Мистер Гейтскил собрался было ответить со всей своей
пунктуальностью, но Роджер Леонидис опередил его:
– Завещание было очень простое. Поскольку Электра и Джойс
умерли, их имущественная доля вернулась к отцу. Сын Джойса Уильям еще раньше
погиб в бою в Бирме, и его деньги отошли отцу. Из близких родственников
остались только Филип, я и внуки. Отец объяснил это в завещании. Он оставил
пятьдесят тысяч фунтов, не обложенных налогом, тете Эдит, сто тысяч Бренде, ей
же этот дом или же купленный вместо этого по ее желанию дом в Лондоне. Остаток
он поделил на три части – одну мне, другую Филипу, третью следовало разделить
между Софией, Юстасом и Жозефиной.

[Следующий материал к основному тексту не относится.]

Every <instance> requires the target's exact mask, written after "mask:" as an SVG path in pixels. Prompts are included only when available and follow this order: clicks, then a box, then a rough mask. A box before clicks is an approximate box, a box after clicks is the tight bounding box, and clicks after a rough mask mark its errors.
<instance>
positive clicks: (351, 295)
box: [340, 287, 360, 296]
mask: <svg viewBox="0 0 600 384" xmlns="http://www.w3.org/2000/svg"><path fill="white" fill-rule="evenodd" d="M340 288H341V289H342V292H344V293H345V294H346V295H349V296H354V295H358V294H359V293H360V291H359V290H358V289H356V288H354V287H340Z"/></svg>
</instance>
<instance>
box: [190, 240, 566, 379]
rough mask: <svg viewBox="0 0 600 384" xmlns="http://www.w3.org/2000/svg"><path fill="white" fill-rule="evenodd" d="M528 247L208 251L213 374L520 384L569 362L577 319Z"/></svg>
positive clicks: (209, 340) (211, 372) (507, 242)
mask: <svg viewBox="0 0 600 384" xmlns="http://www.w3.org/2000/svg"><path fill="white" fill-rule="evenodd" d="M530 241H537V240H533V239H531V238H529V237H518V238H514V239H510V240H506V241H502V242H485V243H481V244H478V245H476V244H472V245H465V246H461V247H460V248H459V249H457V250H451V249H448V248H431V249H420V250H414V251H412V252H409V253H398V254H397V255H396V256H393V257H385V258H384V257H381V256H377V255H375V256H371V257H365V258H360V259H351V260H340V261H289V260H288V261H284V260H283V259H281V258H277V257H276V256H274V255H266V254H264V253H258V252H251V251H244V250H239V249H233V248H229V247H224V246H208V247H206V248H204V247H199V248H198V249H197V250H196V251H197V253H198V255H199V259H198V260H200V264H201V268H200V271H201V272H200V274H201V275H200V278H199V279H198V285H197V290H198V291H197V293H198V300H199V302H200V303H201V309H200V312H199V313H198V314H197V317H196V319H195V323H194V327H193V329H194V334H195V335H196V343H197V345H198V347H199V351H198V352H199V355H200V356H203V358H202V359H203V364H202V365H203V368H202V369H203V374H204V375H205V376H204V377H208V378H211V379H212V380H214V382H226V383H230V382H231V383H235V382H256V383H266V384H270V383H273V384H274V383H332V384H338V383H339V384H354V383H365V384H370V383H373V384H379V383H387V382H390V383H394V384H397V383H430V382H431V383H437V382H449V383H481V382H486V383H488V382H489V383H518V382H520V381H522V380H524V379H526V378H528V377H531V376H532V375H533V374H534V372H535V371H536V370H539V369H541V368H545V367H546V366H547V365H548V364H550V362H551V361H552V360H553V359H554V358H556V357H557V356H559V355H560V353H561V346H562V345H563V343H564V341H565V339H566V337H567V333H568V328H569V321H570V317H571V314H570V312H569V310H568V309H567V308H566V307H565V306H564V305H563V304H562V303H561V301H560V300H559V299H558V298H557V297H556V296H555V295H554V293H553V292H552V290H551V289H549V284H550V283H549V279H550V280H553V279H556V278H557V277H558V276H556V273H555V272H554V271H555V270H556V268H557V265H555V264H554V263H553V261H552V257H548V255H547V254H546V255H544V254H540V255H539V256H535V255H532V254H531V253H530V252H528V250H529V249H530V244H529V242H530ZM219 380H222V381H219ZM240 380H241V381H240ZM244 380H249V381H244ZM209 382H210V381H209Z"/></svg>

Доли обоих младших оставались под опекой до
их совершеннолетия. Кажется, я все правильно рассказал, мистер Гейтскил?
– Да, весьма приблизительно таковы условия документа,
который я подготовил, – проговорил мистер Гейтскил ядовитым тоном, уязвленный
тем, что ему не дали высказаться самому.
– Отец прочел нам завещание вслух, – продолжал Роджер. –
Спросил, нет ли у кого-нибудь замечаний. Ни у кого, конечно, их не было.
– Бренда сделала замечание, – напомнила мисс де Хевиленд.
– Ну как же, – с горячностью произнесла Магда. – Сказала,
что не может слышать, как ее любименький старенький Аристид говорит о смерти. У
нее, видите ли, мороз по коже. Так она выразилась. Мол, если он умрет, ей не
нужны эти ужасные деньги.
– Чистая условность, – заметила мисс де Хевиленд. – Очень
типичное высказывание для женщины ее класса.
Замечание было жесткое, полное яда. Я вдруг ощутил, до какой
степени она не любит Бренду.
– Очень справедливый и разумный раздел состояния, –
резюмировал мистер Гейтскил.
– А что последовало за чтением завещания? – задал следующий
вопрос инспектор Тавернер.
– Отец подписал его, – ответил Роджер.
Тавернер слегка подался вперед:
– Как именно и в какой момент подписал?